Secondly, our findings also shed lights on ways to mitigate or even eliminate loss aversion effects. As discussed previously, experience and high stakes cannot help real estate developers overcome loss aversion. Nevertheless, SOEs do not exhibit loss aversion effect at all, whilst listed firms are less affected than their unlisted counterparts. Thus an effective way for SOEs and listed firms to overcome loss aversion is to write off prior losses as sunk costs, partially or completely. Specifically, SOEs view losses from land transactions as sunk costs and write them off implicitly, knowing that the costs will be borne by the states. Therefore, their decisions about house prices are not affected by prior losses. Similarly, listed firms have better access to financing and are often of much larger scale than unlisted firms in China. They are more likely to recognise prior land transaction losses as sunk cost and behave more rationally in deciding the listing prices of new apartments. As such, the effect of loss aversion is overcome, albeit partially. This finding, once again, confirms the persistent nature of loss aversion. One cannot easily overcome loss aversion through practice or by using willpower. The most effective way is to write off the loss, or move the decision maker out of the loss domain.

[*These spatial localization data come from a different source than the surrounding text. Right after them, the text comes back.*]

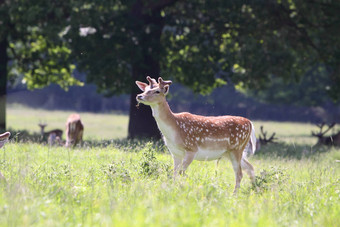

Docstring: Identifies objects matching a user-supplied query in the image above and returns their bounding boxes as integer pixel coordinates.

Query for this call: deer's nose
[136,95,143,100]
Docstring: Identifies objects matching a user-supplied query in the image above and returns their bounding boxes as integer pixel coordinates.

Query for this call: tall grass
[0,141,339,226]
[1,105,339,226]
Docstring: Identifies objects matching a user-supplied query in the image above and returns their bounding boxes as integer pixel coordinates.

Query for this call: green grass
[1,105,340,226]
[7,104,128,140]
[1,142,339,226]
[7,104,333,144]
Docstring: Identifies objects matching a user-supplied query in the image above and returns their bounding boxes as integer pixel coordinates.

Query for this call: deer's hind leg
[241,157,255,184]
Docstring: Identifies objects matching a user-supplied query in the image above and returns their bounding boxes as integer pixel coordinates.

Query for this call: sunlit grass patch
[1,140,339,226]
[2,105,340,226]
[7,104,128,140]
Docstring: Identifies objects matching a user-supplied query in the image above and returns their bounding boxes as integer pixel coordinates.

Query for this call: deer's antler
[158,77,172,88]
[146,76,158,88]
[259,126,277,145]
[311,122,336,137]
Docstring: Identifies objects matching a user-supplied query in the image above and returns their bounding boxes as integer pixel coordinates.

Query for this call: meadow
[7,104,129,140]
[1,105,339,226]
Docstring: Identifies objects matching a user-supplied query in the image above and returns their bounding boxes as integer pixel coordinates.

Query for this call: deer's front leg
[179,151,196,175]
[173,156,182,177]
[229,151,243,194]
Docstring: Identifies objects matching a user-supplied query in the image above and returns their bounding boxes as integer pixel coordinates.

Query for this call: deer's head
[38,123,47,134]
[136,76,172,106]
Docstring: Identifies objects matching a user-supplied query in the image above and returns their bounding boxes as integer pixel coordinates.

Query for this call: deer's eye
[155,91,160,94]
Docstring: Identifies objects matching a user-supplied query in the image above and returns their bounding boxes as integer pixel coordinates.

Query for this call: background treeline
[8,72,340,123]
[1,0,340,137]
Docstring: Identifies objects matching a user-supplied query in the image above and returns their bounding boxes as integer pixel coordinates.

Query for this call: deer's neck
[150,99,177,139]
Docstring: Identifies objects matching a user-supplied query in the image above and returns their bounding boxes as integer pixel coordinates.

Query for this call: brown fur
[136,76,256,193]
[0,131,10,142]
[65,114,84,147]
[318,132,340,146]
[38,123,63,145]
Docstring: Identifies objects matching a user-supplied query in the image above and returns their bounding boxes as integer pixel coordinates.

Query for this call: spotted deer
[65,114,84,147]
[38,123,63,145]
[136,76,257,193]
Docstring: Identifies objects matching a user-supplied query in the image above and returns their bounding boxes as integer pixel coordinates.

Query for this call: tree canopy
[61,0,340,99]
[64,0,340,137]
[0,0,82,130]
[1,0,82,89]
[162,0,340,99]
[1,0,340,136]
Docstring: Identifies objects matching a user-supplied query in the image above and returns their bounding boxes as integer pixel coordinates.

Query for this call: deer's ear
[163,85,170,95]
[136,81,148,91]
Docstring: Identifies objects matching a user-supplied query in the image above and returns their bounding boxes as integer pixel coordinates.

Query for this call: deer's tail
[244,122,257,157]
[249,122,257,155]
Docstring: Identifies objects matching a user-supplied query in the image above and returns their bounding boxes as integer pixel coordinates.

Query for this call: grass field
[1,105,340,226]
[7,104,129,140]
[7,104,330,144]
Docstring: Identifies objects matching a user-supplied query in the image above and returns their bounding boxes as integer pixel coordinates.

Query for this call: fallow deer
[136,76,257,193]
[312,123,340,146]
[65,114,84,147]
[38,123,63,145]
[256,126,278,150]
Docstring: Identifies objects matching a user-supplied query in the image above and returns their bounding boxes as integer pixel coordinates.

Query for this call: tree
[0,0,82,131]
[162,1,340,96]
[64,0,180,139]
[247,66,337,107]
[63,0,339,138]
[2,0,339,138]
[64,0,229,139]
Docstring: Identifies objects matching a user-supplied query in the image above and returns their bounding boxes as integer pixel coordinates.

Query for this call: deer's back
[170,112,252,154]
[66,114,84,136]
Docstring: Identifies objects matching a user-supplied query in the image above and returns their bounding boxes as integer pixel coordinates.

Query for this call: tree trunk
[0,38,7,132]
[128,58,162,139]
[127,3,165,139]
[128,80,161,139]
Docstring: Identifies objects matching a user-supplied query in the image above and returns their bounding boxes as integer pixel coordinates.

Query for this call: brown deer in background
[65,114,84,147]
[38,123,63,145]
[136,76,257,193]
[312,123,340,146]
[256,126,278,150]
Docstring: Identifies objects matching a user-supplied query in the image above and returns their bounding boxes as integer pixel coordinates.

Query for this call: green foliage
[162,0,340,100]
[2,0,340,99]
[248,66,338,106]
[2,0,82,90]
[138,142,170,177]
[9,34,82,90]
[56,0,338,100]
[102,161,131,183]
[252,167,289,194]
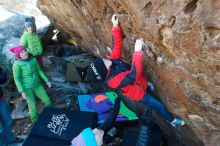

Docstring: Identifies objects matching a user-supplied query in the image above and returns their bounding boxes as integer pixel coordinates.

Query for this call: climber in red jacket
[87,14,185,134]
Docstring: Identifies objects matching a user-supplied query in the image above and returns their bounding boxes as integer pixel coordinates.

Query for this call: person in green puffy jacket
[20,20,45,71]
[10,46,53,123]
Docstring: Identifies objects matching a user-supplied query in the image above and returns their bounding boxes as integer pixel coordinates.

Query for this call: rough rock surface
[0,7,26,73]
[45,52,95,104]
[37,0,220,146]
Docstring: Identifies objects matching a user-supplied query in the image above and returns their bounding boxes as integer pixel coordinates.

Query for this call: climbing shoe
[171,118,185,127]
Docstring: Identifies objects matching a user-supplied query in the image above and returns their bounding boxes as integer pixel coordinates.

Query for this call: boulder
[0,7,25,73]
[37,0,220,145]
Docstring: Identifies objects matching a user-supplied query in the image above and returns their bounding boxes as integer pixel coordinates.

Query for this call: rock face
[45,52,95,104]
[37,0,220,146]
[0,7,26,73]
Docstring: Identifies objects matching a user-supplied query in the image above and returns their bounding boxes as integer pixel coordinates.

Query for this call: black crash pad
[23,108,98,145]
[23,135,70,146]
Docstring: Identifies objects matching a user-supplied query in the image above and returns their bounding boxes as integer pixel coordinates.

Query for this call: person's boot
[170,118,185,127]
[136,106,152,146]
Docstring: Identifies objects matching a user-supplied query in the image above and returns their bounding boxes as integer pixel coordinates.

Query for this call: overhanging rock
[37,1,220,146]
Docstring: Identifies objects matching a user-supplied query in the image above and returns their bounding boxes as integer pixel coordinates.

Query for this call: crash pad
[77,92,138,123]
[29,108,98,141]
[66,62,90,82]
[23,135,70,146]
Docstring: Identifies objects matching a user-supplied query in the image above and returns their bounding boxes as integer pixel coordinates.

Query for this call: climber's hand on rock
[47,82,52,88]
[21,92,27,100]
[135,38,144,52]
[112,14,119,27]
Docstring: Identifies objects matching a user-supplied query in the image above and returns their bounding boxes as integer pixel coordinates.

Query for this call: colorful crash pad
[77,92,138,123]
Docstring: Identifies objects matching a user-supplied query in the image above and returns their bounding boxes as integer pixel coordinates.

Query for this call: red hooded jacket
[106,26,148,100]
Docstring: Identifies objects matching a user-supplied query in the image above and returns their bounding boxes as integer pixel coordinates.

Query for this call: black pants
[98,93,144,132]
[98,93,152,146]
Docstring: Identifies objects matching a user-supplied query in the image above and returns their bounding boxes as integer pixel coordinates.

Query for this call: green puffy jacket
[12,58,48,93]
[20,31,43,56]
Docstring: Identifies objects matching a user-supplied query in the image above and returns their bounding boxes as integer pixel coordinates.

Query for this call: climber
[10,45,53,123]
[20,17,46,71]
[0,87,24,145]
[86,14,185,137]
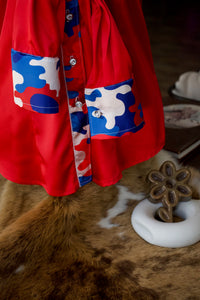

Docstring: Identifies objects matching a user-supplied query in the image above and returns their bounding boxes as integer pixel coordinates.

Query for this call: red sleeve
[12,0,65,57]
[10,0,66,114]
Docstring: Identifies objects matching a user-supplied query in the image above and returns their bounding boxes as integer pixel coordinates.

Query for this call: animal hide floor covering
[0,151,200,299]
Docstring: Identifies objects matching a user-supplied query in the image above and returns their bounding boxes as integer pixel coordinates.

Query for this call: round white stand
[131,199,200,248]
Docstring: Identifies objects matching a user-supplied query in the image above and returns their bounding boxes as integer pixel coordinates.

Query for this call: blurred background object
[142,0,200,169]
[142,0,200,98]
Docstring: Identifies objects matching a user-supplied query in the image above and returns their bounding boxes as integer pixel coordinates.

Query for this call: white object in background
[131,199,200,248]
[172,71,200,101]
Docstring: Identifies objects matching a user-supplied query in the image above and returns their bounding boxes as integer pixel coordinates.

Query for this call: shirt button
[66,13,73,21]
[69,57,77,66]
[92,110,102,118]
[75,101,83,108]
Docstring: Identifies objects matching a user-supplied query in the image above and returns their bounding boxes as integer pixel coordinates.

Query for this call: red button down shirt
[0,0,165,196]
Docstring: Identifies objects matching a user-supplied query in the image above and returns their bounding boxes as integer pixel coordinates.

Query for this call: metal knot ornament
[147,161,192,222]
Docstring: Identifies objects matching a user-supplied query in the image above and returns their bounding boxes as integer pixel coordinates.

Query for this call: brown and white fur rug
[0,150,200,299]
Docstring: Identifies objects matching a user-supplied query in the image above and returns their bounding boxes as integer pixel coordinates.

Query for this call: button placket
[63,0,92,187]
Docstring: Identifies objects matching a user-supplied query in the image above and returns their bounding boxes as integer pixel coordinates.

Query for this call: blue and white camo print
[85,79,144,137]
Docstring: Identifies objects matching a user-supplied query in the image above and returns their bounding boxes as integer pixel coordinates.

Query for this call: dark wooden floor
[142,0,200,169]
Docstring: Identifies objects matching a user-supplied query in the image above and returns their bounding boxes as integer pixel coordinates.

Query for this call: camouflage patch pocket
[11,49,61,114]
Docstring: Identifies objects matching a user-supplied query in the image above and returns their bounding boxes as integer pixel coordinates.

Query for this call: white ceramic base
[131,199,200,248]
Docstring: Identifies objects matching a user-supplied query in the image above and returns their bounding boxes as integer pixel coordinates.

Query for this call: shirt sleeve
[11,0,65,114]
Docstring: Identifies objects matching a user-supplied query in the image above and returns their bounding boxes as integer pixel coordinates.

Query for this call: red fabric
[0,0,79,195]
[79,0,132,88]
[12,0,65,57]
[91,0,165,186]
[0,0,165,196]
[0,0,7,35]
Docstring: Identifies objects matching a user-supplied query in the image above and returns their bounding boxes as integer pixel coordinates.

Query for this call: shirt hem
[0,142,165,197]
[92,142,165,187]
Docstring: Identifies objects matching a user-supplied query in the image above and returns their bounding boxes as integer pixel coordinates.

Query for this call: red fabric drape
[0,0,165,196]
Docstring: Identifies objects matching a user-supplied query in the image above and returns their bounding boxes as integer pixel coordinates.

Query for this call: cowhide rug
[0,150,200,299]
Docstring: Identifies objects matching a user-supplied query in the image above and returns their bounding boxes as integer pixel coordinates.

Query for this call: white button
[66,13,73,21]
[69,57,77,66]
[75,101,83,108]
[92,110,102,118]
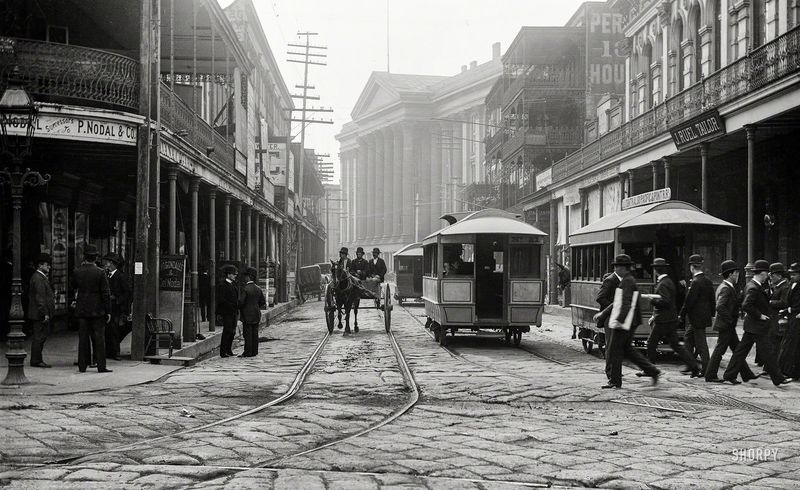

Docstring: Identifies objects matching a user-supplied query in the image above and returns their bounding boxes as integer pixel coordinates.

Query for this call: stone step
[143,355,196,366]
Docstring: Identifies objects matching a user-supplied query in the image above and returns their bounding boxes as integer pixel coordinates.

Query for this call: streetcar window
[442,243,474,276]
[510,245,541,277]
[423,244,438,277]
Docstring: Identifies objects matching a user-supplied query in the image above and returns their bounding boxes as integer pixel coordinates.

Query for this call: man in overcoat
[349,247,370,280]
[369,248,387,283]
[778,262,800,378]
[724,260,791,385]
[705,260,755,382]
[217,264,240,358]
[594,270,622,380]
[72,244,112,373]
[646,258,699,376]
[103,253,130,360]
[239,267,266,358]
[766,263,791,376]
[337,247,350,272]
[679,254,714,375]
[28,253,54,368]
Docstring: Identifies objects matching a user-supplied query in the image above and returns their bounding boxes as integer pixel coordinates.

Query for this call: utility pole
[287,32,332,299]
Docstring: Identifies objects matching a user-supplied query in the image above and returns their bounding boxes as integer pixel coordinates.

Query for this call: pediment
[350,74,400,120]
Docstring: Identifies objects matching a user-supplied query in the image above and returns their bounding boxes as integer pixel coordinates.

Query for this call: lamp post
[0,82,48,386]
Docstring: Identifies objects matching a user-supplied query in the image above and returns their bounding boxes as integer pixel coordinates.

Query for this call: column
[223,195,231,260]
[627,170,635,197]
[207,188,216,331]
[366,134,376,241]
[417,126,431,238]
[382,128,393,240]
[662,157,671,196]
[244,206,252,267]
[452,120,463,211]
[190,177,200,309]
[234,200,242,264]
[429,123,442,231]
[651,161,659,190]
[254,213,260,275]
[392,127,403,240]
[373,132,384,240]
[700,143,709,211]
[549,199,557,305]
[401,124,416,240]
[357,140,368,241]
[167,166,178,254]
[598,183,605,218]
[746,125,756,268]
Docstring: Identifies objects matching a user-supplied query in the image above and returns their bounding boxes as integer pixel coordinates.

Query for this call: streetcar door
[475,235,504,319]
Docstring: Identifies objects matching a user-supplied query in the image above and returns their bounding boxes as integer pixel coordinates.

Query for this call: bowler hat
[339,247,349,255]
[245,267,258,280]
[83,244,99,258]
[720,260,739,275]
[651,257,670,267]
[221,264,237,274]
[103,252,123,266]
[769,262,786,274]
[788,262,800,274]
[356,247,364,254]
[372,248,381,254]
[688,254,704,265]
[36,253,52,265]
[611,254,633,266]
[752,260,770,273]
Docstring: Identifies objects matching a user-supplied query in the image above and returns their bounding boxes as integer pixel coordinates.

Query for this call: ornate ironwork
[0,37,139,111]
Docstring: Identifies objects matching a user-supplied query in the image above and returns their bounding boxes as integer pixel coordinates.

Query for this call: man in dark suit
[724,260,791,385]
[679,254,714,375]
[103,253,130,360]
[646,258,699,376]
[217,264,239,358]
[199,264,210,322]
[369,248,388,283]
[766,263,790,376]
[239,267,266,358]
[28,253,54,368]
[348,247,370,280]
[594,270,622,380]
[602,254,660,389]
[71,245,112,373]
[706,261,755,382]
[337,247,350,272]
[778,262,800,378]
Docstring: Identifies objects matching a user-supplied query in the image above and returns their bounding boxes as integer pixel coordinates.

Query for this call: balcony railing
[503,126,583,156]
[0,37,139,111]
[548,25,800,188]
[503,65,581,107]
[484,129,507,154]
[160,83,237,176]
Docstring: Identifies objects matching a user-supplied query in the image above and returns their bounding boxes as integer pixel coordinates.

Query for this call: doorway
[475,236,504,319]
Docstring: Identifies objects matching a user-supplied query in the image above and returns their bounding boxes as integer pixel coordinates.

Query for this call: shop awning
[570,201,739,245]
[395,242,423,257]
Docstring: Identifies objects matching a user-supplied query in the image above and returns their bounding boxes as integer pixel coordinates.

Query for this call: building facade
[337,45,503,267]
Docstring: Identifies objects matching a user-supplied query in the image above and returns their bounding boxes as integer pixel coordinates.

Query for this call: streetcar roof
[395,242,423,257]
[424,208,547,242]
[570,200,739,245]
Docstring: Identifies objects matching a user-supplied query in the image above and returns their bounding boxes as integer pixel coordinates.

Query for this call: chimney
[470,60,477,69]
[461,65,468,73]
[492,42,501,60]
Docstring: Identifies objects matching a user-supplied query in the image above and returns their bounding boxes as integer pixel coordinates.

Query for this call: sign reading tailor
[622,187,672,210]
[669,109,725,150]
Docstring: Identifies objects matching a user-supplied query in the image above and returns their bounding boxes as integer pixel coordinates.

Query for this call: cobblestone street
[0,300,798,488]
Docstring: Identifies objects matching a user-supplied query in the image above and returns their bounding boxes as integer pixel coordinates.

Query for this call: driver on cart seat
[348,247,370,281]
[337,247,350,271]
[369,248,387,283]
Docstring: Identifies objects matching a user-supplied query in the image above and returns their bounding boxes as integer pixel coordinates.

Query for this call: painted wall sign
[581,165,619,189]
[563,185,581,206]
[7,114,137,145]
[235,149,247,176]
[621,187,671,210]
[536,168,552,189]
[160,141,192,168]
[669,109,725,150]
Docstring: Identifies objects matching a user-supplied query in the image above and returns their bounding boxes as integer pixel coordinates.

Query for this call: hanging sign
[669,109,725,150]
[158,255,187,344]
[6,114,138,145]
[622,187,671,210]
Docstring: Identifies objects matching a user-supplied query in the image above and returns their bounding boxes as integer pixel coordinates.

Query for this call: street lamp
[0,82,49,386]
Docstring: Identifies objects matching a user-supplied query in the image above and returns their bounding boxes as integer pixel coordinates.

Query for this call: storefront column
[700,143,709,211]
[244,206,252,267]
[746,125,756,272]
[167,166,178,254]
[234,201,242,264]
[618,174,627,201]
[223,195,231,260]
[662,157,671,195]
[651,161,658,190]
[207,188,216,332]
[598,183,605,218]
[549,199,557,305]
[627,170,635,197]
[254,212,260,274]
[190,178,200,317]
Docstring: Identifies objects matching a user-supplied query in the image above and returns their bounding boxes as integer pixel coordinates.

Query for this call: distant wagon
[569,200,738,356]
[393,242,423,305]
[422,209,548,346]
[298,264,323,300]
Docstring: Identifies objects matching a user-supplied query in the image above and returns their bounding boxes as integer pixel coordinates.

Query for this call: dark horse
[329,261,361,335]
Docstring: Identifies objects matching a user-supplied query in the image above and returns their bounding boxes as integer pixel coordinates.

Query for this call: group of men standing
[594,253,798,388]
[337,246,387,283]
[216,265,267,359]
[27,244,130,373]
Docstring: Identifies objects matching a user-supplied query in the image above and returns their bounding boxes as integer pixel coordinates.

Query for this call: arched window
[689,4,702,81]
[713,0,722,71]
[753,0,766,47]
[672,17,685,92]
[641,42,653,110]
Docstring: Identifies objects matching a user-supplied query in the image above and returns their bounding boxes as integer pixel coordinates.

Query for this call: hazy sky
[235,0,589,182]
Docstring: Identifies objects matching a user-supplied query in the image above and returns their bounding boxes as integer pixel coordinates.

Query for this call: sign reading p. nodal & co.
[669,109,725,150]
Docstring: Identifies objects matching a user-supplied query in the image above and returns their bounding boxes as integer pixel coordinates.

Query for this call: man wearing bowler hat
[724,260,791,385]
[28,253,54,368]
[238,267,266,358]
[369,248,387,283]
[349,247,370,281]
[337,247,350,271]
[646,258,700,377]
[601,254,660,389]
[217,264,240,358]
[765,262,791,376]
[679,254,714,375]
[778,262,800,378]
[705,260,756,382]
[594,267,623,381]
[71,244,112,373]
[103,252,131,360]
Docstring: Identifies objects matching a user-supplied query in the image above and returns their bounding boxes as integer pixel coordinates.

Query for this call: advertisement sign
[669,109,726,150]
[585,5,626,94]
[158,255,187,343]
[622,188,671,210]
[7,114,137,145]
[536,168,553,189]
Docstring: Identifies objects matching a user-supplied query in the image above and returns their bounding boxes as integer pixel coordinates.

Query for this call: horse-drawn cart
[298,264,323,300]
[324,262,392,334]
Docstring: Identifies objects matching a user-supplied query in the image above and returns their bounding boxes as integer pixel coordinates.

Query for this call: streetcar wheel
[504,329,512,344]
[513,330,521,347]
[438,325,447,346]
[582,339,594,354]
[384,284,392,333]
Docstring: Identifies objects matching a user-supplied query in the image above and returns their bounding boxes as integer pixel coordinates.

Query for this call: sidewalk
[0,301,295,396]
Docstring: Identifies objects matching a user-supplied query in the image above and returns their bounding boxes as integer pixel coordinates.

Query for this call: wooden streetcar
[393,242,424,306]
[421,209,548,347]
[569,200,738,356]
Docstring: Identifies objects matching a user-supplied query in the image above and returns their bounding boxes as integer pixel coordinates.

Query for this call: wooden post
[167,166,178,254]
[208,188,216,332]
[190,177,200,312]
[700,143,709,211]
[223,195,231,260]
[746,125,756,274]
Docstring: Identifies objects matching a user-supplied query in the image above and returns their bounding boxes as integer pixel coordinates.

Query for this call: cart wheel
[384,284,392,333]
[582,339,594,354]
[438,325,448,347]
[504,329,512,344]
[325,306,335,334]
[513,329,522,347]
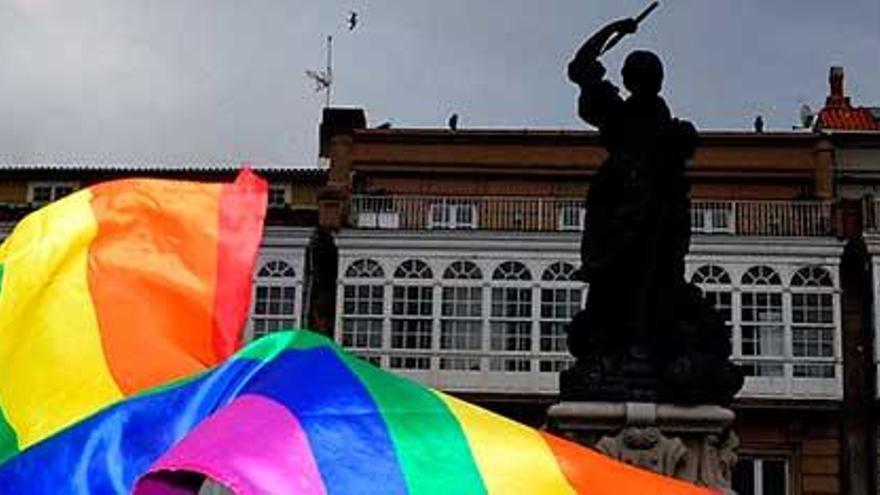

Results also have implications for our understanding of the Chinese real estate markets. Whether high land prices are to blame for the overheating in housing market in China or not is a hot topic for debate (Glaeser et al. 2017; Wang et al. 2020; Wang and Zhang 2014). Although our paper does not answer this question directly, the findings deduce that land overpricing is likely to spillover to housing market. As developers are reluctant to write off losses from overbidding in land auctions, overpricing mistakes in land market will not be corrected in the pricing decisions in the housing market. This condition will push up the price in housing market accordingly. If the central government of China wants to cool down the housing market—which is one of the strategic priories in the recent five-years plan of the nation—then it should look upstream, i.e. the land market, to find an effective solution. Our findings present yet another evidence that the land and housing markets in China are closely intervened, and should not be studied or regulated in isolation (Bourassa et al. 2011; Kok et al. 2014).

“Chinese urbanisation and processes are so different from both western and other developing country experiences that it is difficult to subsume them.” (Hamnett 2020, page 697). Therefore, it is necessary to test established behavioural theories in Chinese context. Findings from our study will be useful for policy makers and practitioners in other Chinese cities with similar market conditions. Meanwhile, a key finding in this paper is that government interventions in the form of supply restrictions will provide fertile ground for behavioural anomalies such as loss aversion. This is not a ‘Chinese characteristic’ anymore, because there are many regions and cities in other parts of the world, such as London, San Francisco and Hong Kong, where housing supply is significantly constrained by planning regulations and public housing policies. Our findings are relevant to the assessment of the behavioural aspects of urban planning and housing policies in those areas too.